Even with the computer-driven blockbusterization of Broadway, there is something plucky and improbable and miraculous about the theater, something still redolent of crazy kids with big dreams putting on a show in somebody's uncle's barn, something that speaks more of community than industry. Coming to you from the bigger-than-a-barn Radio City Music Hall, not itself a Broadway theater, but an easy walk to one.

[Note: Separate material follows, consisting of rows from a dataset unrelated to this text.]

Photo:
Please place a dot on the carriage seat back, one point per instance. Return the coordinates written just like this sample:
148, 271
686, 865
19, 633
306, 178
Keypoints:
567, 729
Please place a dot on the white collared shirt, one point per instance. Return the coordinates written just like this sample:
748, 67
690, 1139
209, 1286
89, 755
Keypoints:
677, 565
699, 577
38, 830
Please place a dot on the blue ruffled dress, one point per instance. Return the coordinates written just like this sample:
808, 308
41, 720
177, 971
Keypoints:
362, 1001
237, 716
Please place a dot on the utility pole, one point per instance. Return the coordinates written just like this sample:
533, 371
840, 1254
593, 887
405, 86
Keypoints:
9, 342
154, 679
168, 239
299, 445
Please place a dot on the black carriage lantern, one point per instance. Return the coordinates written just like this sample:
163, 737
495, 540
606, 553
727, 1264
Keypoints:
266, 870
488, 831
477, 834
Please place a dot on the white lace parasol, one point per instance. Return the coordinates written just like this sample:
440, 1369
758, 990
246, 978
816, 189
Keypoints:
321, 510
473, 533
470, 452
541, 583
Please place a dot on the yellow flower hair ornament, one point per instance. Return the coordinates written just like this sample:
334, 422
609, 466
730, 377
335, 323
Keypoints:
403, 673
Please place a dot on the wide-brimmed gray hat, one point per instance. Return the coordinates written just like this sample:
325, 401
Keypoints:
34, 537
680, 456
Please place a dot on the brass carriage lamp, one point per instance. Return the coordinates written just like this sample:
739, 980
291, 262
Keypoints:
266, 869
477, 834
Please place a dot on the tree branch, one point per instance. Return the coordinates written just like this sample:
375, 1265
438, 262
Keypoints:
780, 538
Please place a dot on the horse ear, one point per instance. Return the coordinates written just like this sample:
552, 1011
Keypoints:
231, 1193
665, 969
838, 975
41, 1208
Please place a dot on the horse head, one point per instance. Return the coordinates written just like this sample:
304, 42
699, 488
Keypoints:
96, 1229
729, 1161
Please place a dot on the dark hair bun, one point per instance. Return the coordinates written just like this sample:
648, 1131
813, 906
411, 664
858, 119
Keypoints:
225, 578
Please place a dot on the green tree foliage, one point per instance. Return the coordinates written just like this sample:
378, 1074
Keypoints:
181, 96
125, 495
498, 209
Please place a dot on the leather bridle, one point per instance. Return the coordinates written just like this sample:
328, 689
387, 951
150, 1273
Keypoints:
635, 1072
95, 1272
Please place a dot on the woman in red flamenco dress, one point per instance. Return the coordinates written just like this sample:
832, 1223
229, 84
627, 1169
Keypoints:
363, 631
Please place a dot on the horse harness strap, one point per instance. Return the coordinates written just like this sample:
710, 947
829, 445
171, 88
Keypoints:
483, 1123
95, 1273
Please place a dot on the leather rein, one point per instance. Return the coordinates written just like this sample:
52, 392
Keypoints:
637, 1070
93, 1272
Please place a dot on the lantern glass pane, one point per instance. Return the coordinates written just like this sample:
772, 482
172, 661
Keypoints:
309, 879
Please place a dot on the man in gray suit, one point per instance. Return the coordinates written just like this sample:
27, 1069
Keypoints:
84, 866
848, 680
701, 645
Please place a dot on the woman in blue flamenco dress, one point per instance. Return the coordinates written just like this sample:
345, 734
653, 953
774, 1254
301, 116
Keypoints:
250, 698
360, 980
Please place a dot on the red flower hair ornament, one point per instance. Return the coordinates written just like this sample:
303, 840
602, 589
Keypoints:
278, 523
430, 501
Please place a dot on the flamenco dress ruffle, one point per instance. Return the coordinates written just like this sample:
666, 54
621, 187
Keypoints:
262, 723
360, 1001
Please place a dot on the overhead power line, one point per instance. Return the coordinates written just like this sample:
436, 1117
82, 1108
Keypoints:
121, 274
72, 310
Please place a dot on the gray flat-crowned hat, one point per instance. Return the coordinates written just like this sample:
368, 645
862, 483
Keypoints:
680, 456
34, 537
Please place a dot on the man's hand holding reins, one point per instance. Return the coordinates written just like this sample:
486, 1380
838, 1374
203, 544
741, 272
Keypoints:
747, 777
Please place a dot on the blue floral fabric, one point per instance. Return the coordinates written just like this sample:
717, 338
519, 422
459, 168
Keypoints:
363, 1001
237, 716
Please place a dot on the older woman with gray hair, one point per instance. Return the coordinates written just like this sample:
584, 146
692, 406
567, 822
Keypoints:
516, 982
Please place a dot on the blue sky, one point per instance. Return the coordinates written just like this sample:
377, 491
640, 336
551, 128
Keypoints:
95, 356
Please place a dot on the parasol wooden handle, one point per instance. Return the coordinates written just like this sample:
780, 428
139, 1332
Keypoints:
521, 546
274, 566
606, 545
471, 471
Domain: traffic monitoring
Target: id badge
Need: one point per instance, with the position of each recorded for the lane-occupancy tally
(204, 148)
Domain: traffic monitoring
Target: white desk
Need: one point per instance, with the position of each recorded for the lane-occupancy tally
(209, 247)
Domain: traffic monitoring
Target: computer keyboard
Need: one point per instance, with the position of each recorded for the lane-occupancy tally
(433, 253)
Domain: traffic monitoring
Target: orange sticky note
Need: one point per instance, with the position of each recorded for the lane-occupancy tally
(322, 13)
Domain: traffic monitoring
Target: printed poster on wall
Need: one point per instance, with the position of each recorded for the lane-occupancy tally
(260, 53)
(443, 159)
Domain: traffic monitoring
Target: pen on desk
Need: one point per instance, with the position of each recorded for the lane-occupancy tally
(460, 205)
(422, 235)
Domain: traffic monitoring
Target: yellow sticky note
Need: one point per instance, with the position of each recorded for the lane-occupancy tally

"Remembering the Artist: Robert De Niro, Sr." (HBO, Monday). A film, not too long, by Perri Peltz ("The Education of Dee Dee Ricks") and Geeta Gandbhir ("God Is the Bigger Elvis"), about the man who incidentally gave the world Robert De Niro. That the actor's father was, in his prime, an artist of some note is widely known (though that his mother also was, before she gave it up, was news to me), but his work is as good as invisible now — a situation the film is clearly made to remedy. De Niro Jr.'s name is not on the film, but that of Jane Rosenthal, his partner in Tribeca Productions, is, and his cooperation is writ large through the documentary. He reads from his father's journals and letters, provides family films and photos, with many of himself in short pants, and sits for interviews in his father's studio, which he has preserved (in part to let his children "know what their grandfather did").
So while "Remembering the Artist" is very much the father's story, it is also the son's; he speaks, emotionally, of regretting "certain things for my parents that I didn't follow through on" and the "obligation" to document his work. On the one hand, it is about talent and timing: Although De Niro Sr.'s career began with great acclaim, he had the ill luck to arrive as a painter of people and things just at the moment American painting became an art of emotional and spiritual states, enshrining the figure not by picturing it but by recording its movements. (His liking for Matisse and Bonnard is evident at once.) Being in no doubt about his talent, he was therefore haunted by his lack of success, as contemporaries like De Kooning and Pollock went on to international acclaim. None of that matters now, of course: a picture is a picture, and De Niro's speak for themselves. A score by Philip Glass (a New Yorker not without his own French influences) feels right and keeps things moving.